Maputo, Mozambique, 10 July – The titanium mine at Moma in northern Mozambique will begin operating ahead of schedule at the end of the year, says the operator of the venture, Kenmare Resources of Ireland.
In its annual report published last week, Kenmare says that 80% of construction work on the mine, budgeted at a total US$ 253 million, has been finished and the onset of operations can, therefore, be brought forward.
In September 2005, some 41% of building work on the mining project was finished, says the Irish firm’s annual report, noting that “permanent accommodation, roads and other work” were concluded.
A 170-kilometer-long power transmission line to hook the mine up to the national grid is almost complete, says Kenmare Resources in its yearly report.
Construction costs of the Moma project reached US$ 113.7 million in 2005.
The contract for the building of the mine was signed in April 2004 and the venture is being undertaken by a consortium of subsidiary companies of Multiplex of Australia and Bateman of South Africa. The project is being coordinated from an office in Johannesburg.
Two pump dredges are being assembled at the site and are among the main items of equipment being installed by Kenmare Resources.
Project constructors have scheduled the building of a reservoir needed for mining activities and the start of work on a mineral separation unity by the close of this year.
About 1,700 technicians and workers will also be contracted to the venture by the end of 2006, some 700 of these staff being from abroad.
The building of the heavy mineral sand project at Moma has been affected by its remote location, 1,300 kilometers from Maputo, requiring great ingenuity and complex logistical operations to overcome initial problems, such as the nearest telephone cable being 240 kilometers away and the road to the port of Nampula being a bush footpath.
Most of the equipment had to be transported in barges hired in Australia and landed onto the beach. Other items were sent by air in small planes that landed on a 1.5 kilometer strip built on the site by the Irish company.

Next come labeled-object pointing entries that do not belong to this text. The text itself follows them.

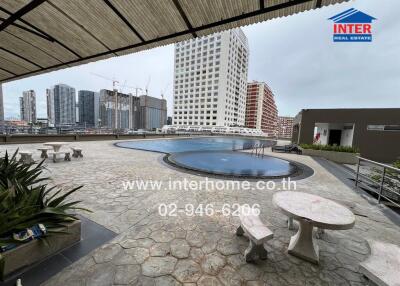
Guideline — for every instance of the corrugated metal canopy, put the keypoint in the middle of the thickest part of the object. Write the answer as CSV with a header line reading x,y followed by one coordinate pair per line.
x,y
38,36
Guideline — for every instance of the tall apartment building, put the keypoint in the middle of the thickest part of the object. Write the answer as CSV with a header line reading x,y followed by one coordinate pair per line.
x,y
285,126
261,110
61,105
27,106
153,112
88,108
1,105
114,110
210,80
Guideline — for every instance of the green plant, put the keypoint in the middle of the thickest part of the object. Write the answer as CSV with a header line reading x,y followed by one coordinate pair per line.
x,y
347,149
25,200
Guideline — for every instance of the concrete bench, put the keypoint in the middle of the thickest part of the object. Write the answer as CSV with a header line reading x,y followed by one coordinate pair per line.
x,y
77,152
26,157
43,153
383,265
67,156
257,232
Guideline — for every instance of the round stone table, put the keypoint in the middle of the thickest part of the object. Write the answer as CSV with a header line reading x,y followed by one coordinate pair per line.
x,y
311,210
55,145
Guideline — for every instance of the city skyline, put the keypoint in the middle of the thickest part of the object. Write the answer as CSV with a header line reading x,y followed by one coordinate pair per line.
x,y
308,76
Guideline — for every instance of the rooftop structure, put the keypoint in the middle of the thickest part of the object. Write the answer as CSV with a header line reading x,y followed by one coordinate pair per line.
x,y
374,131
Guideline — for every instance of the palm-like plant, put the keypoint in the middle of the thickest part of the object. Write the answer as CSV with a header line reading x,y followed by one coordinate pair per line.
x,y
26,200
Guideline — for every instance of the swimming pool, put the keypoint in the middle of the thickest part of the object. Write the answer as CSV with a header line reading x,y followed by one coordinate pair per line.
x,y
194,144
233,164
218,156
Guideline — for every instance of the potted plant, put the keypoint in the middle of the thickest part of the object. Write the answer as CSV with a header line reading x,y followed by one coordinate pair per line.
x,y
35,220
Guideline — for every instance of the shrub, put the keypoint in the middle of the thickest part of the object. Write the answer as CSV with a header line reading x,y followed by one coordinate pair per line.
x,y
26,200
347,149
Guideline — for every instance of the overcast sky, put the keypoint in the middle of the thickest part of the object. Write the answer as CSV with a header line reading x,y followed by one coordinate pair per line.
x,y
294,55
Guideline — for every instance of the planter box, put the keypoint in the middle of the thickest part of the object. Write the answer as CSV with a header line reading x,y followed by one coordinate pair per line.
x,y
37,250
338,157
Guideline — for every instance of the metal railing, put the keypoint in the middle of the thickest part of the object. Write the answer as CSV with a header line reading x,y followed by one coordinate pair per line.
x,y
381,179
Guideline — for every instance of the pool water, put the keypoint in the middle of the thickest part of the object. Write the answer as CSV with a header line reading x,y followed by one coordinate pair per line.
x,y
218,156
194,144
235,164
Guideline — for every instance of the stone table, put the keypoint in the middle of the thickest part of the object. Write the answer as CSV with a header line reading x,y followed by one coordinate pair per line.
x,y
55,145
311,210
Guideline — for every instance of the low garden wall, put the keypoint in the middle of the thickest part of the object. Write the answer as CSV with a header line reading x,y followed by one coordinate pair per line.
x,y
338,157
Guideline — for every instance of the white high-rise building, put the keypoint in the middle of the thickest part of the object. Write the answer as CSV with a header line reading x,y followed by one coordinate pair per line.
x,y
27,106
210,80
61,105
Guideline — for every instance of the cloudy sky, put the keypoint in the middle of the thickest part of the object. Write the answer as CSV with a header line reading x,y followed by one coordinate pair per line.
x,y
294,55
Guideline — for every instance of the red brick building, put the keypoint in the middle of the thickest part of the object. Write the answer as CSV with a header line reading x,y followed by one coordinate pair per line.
x,y
261,110
285,126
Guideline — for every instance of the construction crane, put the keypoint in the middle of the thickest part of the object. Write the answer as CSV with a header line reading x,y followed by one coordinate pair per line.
x,y
114,81
163,90
147,85
115,90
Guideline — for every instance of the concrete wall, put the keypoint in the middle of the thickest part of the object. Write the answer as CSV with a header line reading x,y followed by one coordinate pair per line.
x,y
383,146
347,137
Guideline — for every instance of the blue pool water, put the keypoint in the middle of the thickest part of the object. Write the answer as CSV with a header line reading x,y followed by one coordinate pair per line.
x,y
237,164
194,144
217,156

High temperatures and the malaria threat also hampered operations, which, however, will be concluded ahead of schedule.
The Moma mine has estimated titanium reserves of limonite (101 million metric tons), rutile (2.7 million tons) and zircon (7.8 million tons), all essential for the manufacture of paper, plastic, paint and other materials.
When the mine reaches its maximum operating capacity as expected in 2007, predicted annual production is 700,000 tons of limonite, 17,000 tons of rutile and 60,000 tons of zircon. (macauhub)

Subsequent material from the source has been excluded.